Del cinismo como una de las (malas) artes
Por Mario Goloboff. Fragmento.
En la Antigüedad, hacia el siglo V antes de la Era Cristiana, la escuela de los Cínicos gozaba de prestigio proclamando el abandono de los bienes terrenales para volver a la naturaleza, la renuncia a toda propiedad, el rechazo de las convenciones; eran gentes que expresaban opiniones chocantes para con las ideas recibidas o las buenas costumbres enseñadas, vivían entre la suciedad y en las más bajas condiciones, el abandono de todo cuidado exterior, una estética cercana a la de la fealdad, todo ello por lo general con una intención provocativa y en aras de una ética capaz de privarse de las comodidades y ni qué decir de las riquezas, para pensar con libertad. Porque a pesar de comer en el ágora, tener relaciones sexuales públicas, portar batón y bastón, adorar al pez masturbador como modelo de inteligencia natural y venerar la secta del perro, aseguraban de Platón que no podía servirles de guía puesto que se había pasado la vida reflexionando sin inquietar jamás a nadie, y que el discurso de un filósofo debía, en cambio, ser penetrado de una dulzura acre que pudiera morder las heridas humanas: “El perro augura una manera incisiva de practicar la sabiduría”, sostenían.

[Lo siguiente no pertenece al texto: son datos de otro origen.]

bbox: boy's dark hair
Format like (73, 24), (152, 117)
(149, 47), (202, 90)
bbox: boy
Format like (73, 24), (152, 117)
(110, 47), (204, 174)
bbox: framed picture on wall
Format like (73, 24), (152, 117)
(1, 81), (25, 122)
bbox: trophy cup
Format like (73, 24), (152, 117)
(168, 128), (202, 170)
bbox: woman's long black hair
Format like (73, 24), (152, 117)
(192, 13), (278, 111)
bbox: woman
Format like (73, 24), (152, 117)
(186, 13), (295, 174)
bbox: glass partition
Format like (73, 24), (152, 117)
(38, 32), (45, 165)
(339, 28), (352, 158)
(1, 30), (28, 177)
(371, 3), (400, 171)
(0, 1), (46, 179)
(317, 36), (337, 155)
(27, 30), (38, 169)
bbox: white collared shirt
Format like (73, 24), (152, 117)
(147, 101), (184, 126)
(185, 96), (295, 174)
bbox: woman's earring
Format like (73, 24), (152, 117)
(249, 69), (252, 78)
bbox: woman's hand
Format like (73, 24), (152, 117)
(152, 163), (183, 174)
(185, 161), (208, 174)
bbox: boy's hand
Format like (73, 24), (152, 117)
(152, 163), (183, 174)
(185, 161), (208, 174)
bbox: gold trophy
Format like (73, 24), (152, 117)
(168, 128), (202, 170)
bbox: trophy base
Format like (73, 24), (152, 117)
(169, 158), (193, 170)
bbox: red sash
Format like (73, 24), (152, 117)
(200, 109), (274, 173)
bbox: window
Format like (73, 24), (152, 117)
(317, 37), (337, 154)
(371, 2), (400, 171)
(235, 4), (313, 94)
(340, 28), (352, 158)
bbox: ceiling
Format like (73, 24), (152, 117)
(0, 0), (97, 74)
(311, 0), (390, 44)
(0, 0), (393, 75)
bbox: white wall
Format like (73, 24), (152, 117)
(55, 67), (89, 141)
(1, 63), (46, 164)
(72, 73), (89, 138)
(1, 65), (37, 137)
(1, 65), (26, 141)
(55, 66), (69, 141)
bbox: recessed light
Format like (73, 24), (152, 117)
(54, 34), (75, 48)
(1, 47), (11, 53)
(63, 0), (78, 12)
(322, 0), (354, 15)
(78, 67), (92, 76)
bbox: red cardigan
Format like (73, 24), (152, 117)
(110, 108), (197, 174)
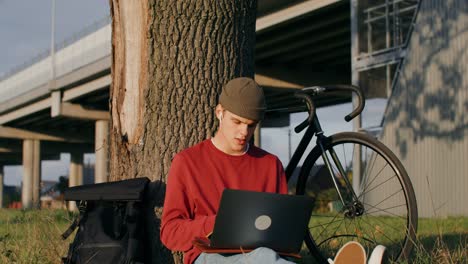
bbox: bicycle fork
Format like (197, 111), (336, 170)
(316, 136), (364, 218)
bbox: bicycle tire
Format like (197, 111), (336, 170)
(296, 132), (417, 262)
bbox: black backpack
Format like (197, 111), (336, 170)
(62, 177), (150, 264)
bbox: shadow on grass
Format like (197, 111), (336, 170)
(418, 232), (467, 252)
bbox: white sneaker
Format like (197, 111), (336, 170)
(368, 245), (388, 264)
(327, 241), (367, 264)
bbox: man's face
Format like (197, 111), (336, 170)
(216, 107), (258, 155)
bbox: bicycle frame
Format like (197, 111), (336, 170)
(283, 85), (418, 262)
(284, 85), (364, 209)
(284, 121), (315, 181)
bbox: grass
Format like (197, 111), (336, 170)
(297, 216), (467, 263)
(411, 217), (468, 264)
(0, 209), (467, 263)
(0, 209), (75, 264)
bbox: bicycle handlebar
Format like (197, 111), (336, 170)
(325, 84), (365, 122)
(294, 93), (315, 133)
(293, 84), (365, 133)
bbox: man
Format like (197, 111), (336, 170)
(160, 77), (291, 264)
(160, 77), (389, 264)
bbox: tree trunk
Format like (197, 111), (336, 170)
(109, 1), (257, 262)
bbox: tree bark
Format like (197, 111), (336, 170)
(109, 1), (257, 262)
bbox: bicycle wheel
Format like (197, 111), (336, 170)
(296, 132), (417, 263)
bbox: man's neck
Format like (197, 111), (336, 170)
(211, 134), (249, 156)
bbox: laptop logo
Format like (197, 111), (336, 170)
(254, 215), (272, 230)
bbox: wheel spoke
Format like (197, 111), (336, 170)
(365, 203), (408, 215)
(312, 213), (342, 239)
(360, 216), (407, 250)
(329, 216), (347, 242)
(360, 146), (378, 195)
(356, 215), (378, 246)
(309, 217), (345, 229)
(359, 174), (397, 198)
(310, 214), (342, 218)
(342, 144), (348, 174)
(363, 202), (408, 219)
(357, 216), (402, 246)
(360, 163), (390, 196)
(370, 188), (404, 209)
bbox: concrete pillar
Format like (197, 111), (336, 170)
(22, 139), (34, 209)
(32, 140), (41, 209)
(0, 165), (4, 208)
(95, 120), (109, 183)
(21, 139), (41, 209)
(351, 0), (362, 195)
(68, 152), (83, 211)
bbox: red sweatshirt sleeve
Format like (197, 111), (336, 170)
(160, 155), (216, 252)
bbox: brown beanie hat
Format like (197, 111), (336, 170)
(219, 77), (266, 121)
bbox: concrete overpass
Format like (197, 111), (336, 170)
(0, 0), (356, 208)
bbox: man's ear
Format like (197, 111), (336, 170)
(215, 104), (224, 120)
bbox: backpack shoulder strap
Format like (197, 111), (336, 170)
(61, 201), (86, 240)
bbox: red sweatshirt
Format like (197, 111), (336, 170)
(160, 139), (288, 264)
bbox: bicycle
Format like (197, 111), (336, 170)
(283, 85), (418, 263)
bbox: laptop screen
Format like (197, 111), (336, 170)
(210, 189), (314, 254)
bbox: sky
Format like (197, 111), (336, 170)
(0, 0), (109, 185)
(0, 1), (388, 186)
(0, 0), (109, 76)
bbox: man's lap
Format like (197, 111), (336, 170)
(193, 247), (296, 264)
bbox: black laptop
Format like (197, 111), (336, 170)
(193, 189), (314, 256)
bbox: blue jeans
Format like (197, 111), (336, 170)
(193, 247), (297, 264)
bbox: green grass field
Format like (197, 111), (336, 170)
(0, 209), (74, 264)
(0, 209), (466, 263)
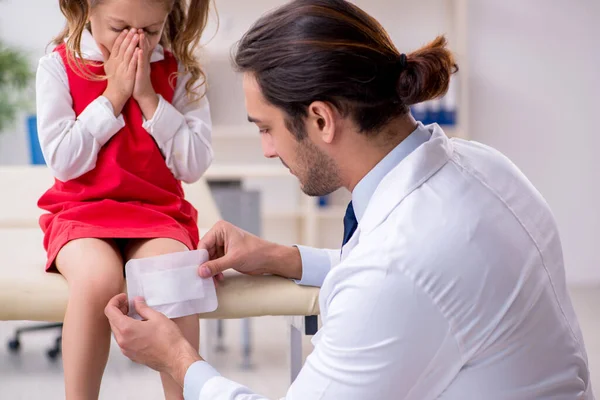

Antístenes, Diógenes, Crates de Tebas, apodado “el abridor de puertas”, juegan los papeles principales en el Olimpo del sistema. Hiparquía, de Tracia, una de las primeras mujeres en transitar los caminos de la filosofía, compañera de Crates que, para serlo, debió romper con los suyos (era hermana de Metrocles, su discípulo, por quien lo conoció, y perteneciente a una rica familia de Maronea), compartió con la Escuela peculiares costumbres y formas de vida y, sobre todo, los grandes principios de su ética del despojo y de la desnudez. Según cuenta Diógenes Laercio (Vidas, opiniones y sentencias de los filósofos más ilustres, VI, 98), cuando Teodoro el Ateo, que se reía de ella durante un banquete en casa de Lisímaco, le preguntó, jocosa y críticamente, respecto de su adhesión como mujer al grupo: “¿Eres la que dejó la tela y la lanzadera?”, Hiparquía, consciente de lo que podían representar su papel y sus actitudes revolucionarias, contestó con pregunta retórica: “¿Crees que he hecho mal en consagrar al estudio el tiempo que, por mi sexo, debería haber perdido como tejedora?” Gracias al lexicógrafo griego Suidas (s. X) sabemos que escribió al menos tres obras: Hipótesis filosóficas, Epiqueremas y, justamente, Cuestiones sobre Teodoro el Ateo, pero no se conserva ninguna de ellas.
Antístenes, el fundador, fue llamado “el verdadero perro”, porque daba sus lecciones fuera de la ciudad, cerca de los cementerios, en los cordones y en los márgenes, y también porque, como estos animales, disputaba y rapiñaba a los dioses su ración en el templo consagrado a Hércules, el Cinosargo (de kyon: perro y argos: blanco, brillante). Diógenes, quien habitaba en una vasta ánfora, imitaba a los canes más audaces y bravos, y predicaba vivir con su misma libertad y autonomía. Maltrataba a propios y extraños, injuriaba y agredía a todos los que no pensaban como él, que eran, casi, la unanimidad. Crates, que después de impactarse con cierta tragedia de Eurípides había renunciado públicamente en el teatro a la herencia de unos doscientos talentos de su padre Ascondas, llegó provisto sólo de un manto de tela y un zurrón a Atenas y vivió en sus murallas entre los excrementos. Desnudo en medio de las basuras, recogía cortezas, aceitunas podridas y espinas de pescado que poco guardarían. Era, en cambio, al revés de Diógenes, afectuoso con la gente. Alejandro Magno, algo menor que él y quien lo conoció de joven, algún día fue a verlo, pero Crates lo trató no mal sino como a todo el mundo. Esta parte de la descripción la dibuja con mano maestra Marcel Schwob, que le dedica una de sus exquisitas Vidas imaginarias. Dice Schwob que “carecía de opinión sobre los grandes. Le importaban tan poco como los dioses. Sólo los hombres le preocupaban, así como la manera de pasar la existencia con la mayor sencillez posible. Las censuras de Diógenes le hacían reír, igual que sus pretensiones de reformar las costumbres. Crates se consideraba muy por encima de tan vulgares desvelos”.